Seized Russian weapons systems could be ‘goldmine’ for Western intelligence

Russia Ukraine warA WIDE ARRAY OF Russian military equipment, which has been falling in the hands of the Ukrainian forces since February 24, could prove a “goldmine” for American and other Western spy agencies, experts claim. As the war enters its third week, there are reports that the Ukrainian forces have captured numerous Russian command-and-control vehicles, as well as other logistical military equipment. Reports also suggest that a large array of Russian weapons systems have been falling into the hands of the Ukrainian armed forces and paramilitary units.

Some of the confiscated Russian weapons include Pantsir surface-to-air missile systems and TOS-1A thermobaric multiple-launch rocket systems, which have been found mounted on abandoned tanks or armored trucks. The Ukrainians also claim to have captured Russian fighter jets, such as the Sukhoi Su-34, in working condition. The government in Kyiv is frequently reminding Ukrainian regular troops and paramilitaries to preserve the integrity of captured Russian military equipment, to include helicopters, warplanes and land-based weapons systems, as well as Russian-language user manuals.
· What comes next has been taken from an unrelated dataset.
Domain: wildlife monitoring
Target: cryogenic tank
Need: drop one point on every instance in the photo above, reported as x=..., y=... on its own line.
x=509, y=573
On Tuesday, the American newsmagazine Newsweek cited “current and former US military personnel” as stating that the war in Ukraine gives Washington a rare opportunity to get its hands on the latest Russian military equipment. There is a longstanding intelligence cooperation agreement between the US and Ukraine, so sharing captured military and intelligence equipment is “normal practice”, especially on the Ukrainian side, sources told Newsweek. In today’s digitized combat environment, such equipment regularly includes microchips, which enable communication with command posts. The software found on this equipment can be critical for rival intelligence agencies, as they can use it to develop and test malware. Such malware can be deployed during combat, with potentially disastrous consequences for the adversary’s military.

Some of this equipment can be so crucial that “it’s like capturing an Enigma machine”, one expert told Newsweek, referring to the sophisticated cipher device used by the Wehrmacht during World War II to secure its military communications. Such equipment can potentially be reverse-engineered, and then shared by the United States with other Western intelligence agencies, for purposes of developing ways of jamming them, sabotaging them, or otherwise compromising them, experts said.